El socialismo ha intentado convencer a los hijos de que sus vínculos de sangre con sus padres y sus abuelos deben ser laminados frente a los vínculos con la comunidad y con el Estado.
El feminismo ha intentado convencer a las mujeres occidentales de que existe una conexión telúrica mucho más potente con las mujeres de Arabia Saudí que con los hombres de su propia ciudad.
El islam ha intentando convencer a los musulmanes de que el vínculo religioso que les une a los creyentes de otras naciones musulmanas está por encima de cualquier interés personal o profesional y de que supera incluso a los ligámenes familiares, legales o morales. El resultado del experimento está a la vista.
El globalismo intenta ahora convencernos de que nuestro vínculo con un burócrata belga, noruego o alemán de Bruselas es mucho más lógico, racional y beneficioso que el vínculo con un castellanohablante de Venezuela, Chile o México emigrado –o no– a nuestro país.
Ninguna de esas afirmaciones es cierta y los motivos no tienen nada que ver con el nacionalismo sino con millones de años de evolución y la conformación natural de kilómetros sentimentales jamás superados por los dogmas de ideología o religión alguna: tu pareja y tus hijos > tu familia y tus amigos cercanos > tus conocidos y saludados > tus compatriotas > gente con la que mantienes un vínculo cultural, religioso o lingüístico > el resto de la humanidad, a mucha distancia.
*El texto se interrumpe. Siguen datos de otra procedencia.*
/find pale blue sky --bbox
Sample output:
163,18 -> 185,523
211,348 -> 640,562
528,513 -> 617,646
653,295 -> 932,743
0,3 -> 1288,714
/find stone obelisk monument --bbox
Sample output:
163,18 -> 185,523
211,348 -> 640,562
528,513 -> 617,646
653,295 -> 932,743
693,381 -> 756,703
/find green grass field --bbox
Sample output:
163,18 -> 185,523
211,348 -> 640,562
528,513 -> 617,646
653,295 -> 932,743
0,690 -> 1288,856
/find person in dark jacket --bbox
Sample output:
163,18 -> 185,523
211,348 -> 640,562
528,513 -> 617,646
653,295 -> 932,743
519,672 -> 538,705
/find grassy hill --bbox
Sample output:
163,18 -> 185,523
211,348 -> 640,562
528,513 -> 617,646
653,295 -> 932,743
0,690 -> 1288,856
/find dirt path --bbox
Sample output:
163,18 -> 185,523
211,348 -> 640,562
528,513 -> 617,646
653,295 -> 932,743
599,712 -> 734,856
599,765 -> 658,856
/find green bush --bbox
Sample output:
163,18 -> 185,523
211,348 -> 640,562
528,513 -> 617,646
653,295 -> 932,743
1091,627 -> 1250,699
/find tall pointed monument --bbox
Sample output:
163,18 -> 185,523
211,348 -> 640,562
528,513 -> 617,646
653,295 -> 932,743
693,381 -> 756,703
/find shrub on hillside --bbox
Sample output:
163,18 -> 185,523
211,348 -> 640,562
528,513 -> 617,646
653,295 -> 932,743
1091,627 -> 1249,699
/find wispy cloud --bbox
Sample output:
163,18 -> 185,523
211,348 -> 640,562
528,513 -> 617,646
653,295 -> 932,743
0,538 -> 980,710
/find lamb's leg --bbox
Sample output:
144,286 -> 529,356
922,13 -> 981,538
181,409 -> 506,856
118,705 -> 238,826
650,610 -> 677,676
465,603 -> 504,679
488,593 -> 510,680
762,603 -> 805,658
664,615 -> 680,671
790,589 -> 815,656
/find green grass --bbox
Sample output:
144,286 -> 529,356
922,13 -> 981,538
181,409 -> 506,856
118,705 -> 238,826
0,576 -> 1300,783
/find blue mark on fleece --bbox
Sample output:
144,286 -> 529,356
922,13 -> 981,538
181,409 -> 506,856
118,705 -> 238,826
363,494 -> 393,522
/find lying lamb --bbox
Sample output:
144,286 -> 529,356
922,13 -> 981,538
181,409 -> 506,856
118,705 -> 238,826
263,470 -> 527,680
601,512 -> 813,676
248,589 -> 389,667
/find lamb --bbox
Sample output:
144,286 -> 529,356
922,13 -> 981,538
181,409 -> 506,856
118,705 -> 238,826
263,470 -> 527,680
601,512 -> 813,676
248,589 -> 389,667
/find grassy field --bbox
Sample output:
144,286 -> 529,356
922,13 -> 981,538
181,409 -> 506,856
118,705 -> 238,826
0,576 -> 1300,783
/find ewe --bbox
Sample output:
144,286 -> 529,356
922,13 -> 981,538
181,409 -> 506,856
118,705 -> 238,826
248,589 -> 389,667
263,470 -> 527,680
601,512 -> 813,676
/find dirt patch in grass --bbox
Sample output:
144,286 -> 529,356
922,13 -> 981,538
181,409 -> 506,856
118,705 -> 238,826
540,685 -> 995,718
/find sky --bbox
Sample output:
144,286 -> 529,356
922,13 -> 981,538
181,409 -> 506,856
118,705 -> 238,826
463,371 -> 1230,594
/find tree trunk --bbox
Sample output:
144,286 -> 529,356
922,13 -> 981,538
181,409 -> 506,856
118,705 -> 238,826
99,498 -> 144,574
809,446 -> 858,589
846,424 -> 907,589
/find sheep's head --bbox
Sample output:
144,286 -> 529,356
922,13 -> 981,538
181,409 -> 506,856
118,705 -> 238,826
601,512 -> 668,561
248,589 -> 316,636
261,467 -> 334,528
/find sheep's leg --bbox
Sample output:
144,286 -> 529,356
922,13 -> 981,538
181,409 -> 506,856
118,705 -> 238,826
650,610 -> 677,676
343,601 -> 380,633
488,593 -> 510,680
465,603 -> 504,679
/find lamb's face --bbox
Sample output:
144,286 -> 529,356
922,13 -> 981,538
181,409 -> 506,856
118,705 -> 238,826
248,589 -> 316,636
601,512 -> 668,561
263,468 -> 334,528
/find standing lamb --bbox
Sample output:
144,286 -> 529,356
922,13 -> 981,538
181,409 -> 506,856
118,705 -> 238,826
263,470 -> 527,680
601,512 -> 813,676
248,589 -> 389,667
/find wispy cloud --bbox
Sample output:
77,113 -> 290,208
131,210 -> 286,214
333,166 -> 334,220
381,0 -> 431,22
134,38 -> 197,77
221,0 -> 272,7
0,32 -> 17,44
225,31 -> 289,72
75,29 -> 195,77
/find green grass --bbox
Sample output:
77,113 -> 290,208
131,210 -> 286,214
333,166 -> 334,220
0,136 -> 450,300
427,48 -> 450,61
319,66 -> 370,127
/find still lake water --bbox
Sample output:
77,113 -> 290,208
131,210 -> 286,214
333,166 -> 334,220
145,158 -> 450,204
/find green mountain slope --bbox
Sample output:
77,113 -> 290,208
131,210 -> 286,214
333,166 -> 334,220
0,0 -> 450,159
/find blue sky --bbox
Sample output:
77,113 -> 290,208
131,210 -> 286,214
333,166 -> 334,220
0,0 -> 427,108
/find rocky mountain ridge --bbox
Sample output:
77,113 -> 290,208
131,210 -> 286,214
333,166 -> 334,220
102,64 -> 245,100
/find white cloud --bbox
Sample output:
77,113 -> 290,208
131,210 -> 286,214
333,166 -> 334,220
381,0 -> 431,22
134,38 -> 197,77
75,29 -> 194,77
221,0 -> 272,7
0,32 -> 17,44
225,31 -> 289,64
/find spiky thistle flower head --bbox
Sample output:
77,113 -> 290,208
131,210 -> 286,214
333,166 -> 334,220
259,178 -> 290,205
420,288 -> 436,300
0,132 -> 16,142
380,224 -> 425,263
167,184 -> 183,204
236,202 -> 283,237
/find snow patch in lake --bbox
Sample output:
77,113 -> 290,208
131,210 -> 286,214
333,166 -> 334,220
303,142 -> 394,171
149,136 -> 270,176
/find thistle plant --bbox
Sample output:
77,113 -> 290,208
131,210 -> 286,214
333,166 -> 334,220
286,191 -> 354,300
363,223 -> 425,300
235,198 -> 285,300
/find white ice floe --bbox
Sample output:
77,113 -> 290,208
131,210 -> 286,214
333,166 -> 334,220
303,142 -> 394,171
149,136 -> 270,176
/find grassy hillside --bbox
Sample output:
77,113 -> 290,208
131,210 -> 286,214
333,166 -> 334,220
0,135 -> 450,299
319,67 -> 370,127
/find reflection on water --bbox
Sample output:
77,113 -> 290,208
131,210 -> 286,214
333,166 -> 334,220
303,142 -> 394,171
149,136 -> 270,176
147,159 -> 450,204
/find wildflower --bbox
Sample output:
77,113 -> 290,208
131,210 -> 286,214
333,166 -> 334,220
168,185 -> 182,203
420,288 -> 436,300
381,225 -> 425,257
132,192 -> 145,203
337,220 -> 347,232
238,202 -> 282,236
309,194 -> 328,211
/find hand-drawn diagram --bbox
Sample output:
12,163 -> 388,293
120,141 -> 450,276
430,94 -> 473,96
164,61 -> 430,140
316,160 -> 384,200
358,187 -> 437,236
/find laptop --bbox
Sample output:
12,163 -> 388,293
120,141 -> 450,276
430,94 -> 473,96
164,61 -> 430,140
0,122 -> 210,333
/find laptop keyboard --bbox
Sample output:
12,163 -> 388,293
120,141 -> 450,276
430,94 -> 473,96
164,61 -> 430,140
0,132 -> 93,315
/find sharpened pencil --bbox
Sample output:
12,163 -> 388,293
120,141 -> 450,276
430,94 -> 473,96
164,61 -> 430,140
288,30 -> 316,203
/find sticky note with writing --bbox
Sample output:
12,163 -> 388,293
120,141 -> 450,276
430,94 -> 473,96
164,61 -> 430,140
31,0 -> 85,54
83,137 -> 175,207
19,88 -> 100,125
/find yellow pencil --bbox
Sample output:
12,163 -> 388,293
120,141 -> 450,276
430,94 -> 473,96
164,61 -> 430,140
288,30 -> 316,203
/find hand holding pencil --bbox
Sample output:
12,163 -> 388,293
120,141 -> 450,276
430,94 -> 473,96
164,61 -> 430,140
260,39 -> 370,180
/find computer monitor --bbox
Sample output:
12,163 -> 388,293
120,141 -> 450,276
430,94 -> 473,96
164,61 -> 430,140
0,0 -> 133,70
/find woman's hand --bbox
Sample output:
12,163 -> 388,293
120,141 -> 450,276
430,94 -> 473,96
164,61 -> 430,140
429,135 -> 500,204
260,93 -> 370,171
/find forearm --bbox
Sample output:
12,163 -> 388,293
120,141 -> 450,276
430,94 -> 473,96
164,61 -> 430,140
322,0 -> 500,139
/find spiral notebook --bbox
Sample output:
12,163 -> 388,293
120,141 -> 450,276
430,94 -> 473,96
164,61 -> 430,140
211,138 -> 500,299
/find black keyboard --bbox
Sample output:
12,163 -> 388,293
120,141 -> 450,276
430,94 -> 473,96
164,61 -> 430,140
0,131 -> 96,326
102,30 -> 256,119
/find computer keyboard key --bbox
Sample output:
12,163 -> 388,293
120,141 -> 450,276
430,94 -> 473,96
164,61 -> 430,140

Es posible incluso cuantificar el número de personas con el que cualquier ser humano es capaz de mantener un vínculo emocional natural, espontáneo y sincero: alrededor de ciento cincuenta. Más allá de ese círculo de proximidad, el resto de la humanidad nos importa a todos un soberano carajo y cualquier ligamen debe pasar necesariamente por una hiperracionalización forzada de la empatía en forma de construcciones ideológicas más cercanas al voluntarismo que a la realidad. «Ciudadanos del mundo» y engendros similares.
El Estado nación soberano es, de momento, el artefacto más perfecto jamás creado por el hombre para la conjugación de esa emocionalidad primigenia con la idea de una ciudadanía de libres e iguales estrictamente administrativa. En el nivel inferior al Estado nación moran los bárbaros del tribalismo, las flautas de cuerno de cabra y el RH. En el superior, los burócratas redentoristas del gulag y los campos de reeducación y de exterminio.
Lo repito. No es nacionalismo. Es ciencia. Verdadera ciencia política, en el sentido más estricto del término. Van a hacer falta muchos corros de la europatata, en fin, para convencerme de lo contrario.